Trust, 388 Md. at 190. Ms. Woznicki effectively presented GEICO with a similar fait

accompli by releasing the tortfeasor before GEICO had an opportunity to assess whether to

assert a subrogation claim. Section 19-511 is clear that the decision whether to waive the

right of subrogation is for the insurer, not the insured, to make.

       Section 19-511, like its contractual counterpart, was designed to resolve some of the

barriers to prompt recovery which can arise when a person injured by a UIM motorist

attempts to settle with the tortfeasor’s liability insurer (which, in turn, requires a release of

all claims) and the injured person’s UIM carrier does not permit the injured person to sign

the release for fear of losing its right of subrogation.

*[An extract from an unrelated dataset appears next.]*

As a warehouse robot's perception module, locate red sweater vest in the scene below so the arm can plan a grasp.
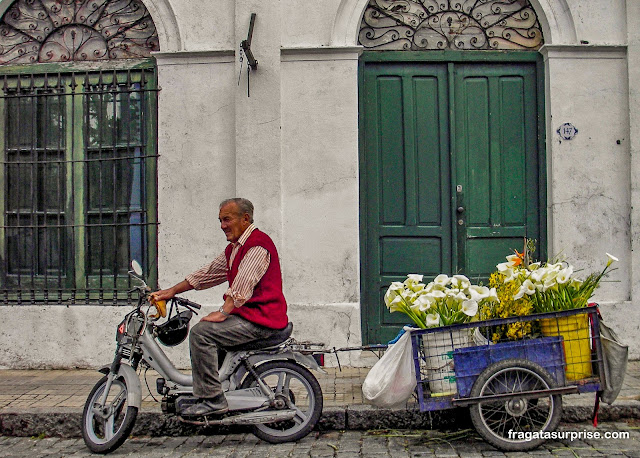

See Buckley II, 2014 WL 838860 at *7-

8; Keeney, 130 Md. App. at 403. The statute represents the General Assembly’s attempt to

balance the legitimate expectations of an injured insured with the right of an insurer to

investigate before consenting to a release of its subrogation rights. Id.; see also Keeney, 130
21
Md. at 401-03. We agree with GEICO that this balance would be threatened if an insured

could disregard the Consent to Settle Clause and § 19-511, settle the claim for policy limits

with the liability insurer (thus extinguishing the UIM insurer’s subrogation rights), and then

place the burden on the UIM insurer to prove, after the fact, that there was actually a viable

subrogation claim. In our view, the analyses of Prince George’s County, Harvey, and

Phillips Way point clearly to this conclusion.

       On the record before us, Ms. Woznicki presents a sympathetic figure. But this is not

a basis for us to provide her the remedy she seeks in light of the facts of this case and the law

as we understand it.

                       THE JUDGMENT OF THE CIRCUIT COURT FOR CECIL
                       COUNTY IS AFFIRMED. APPELLANT TO PAY COSTS.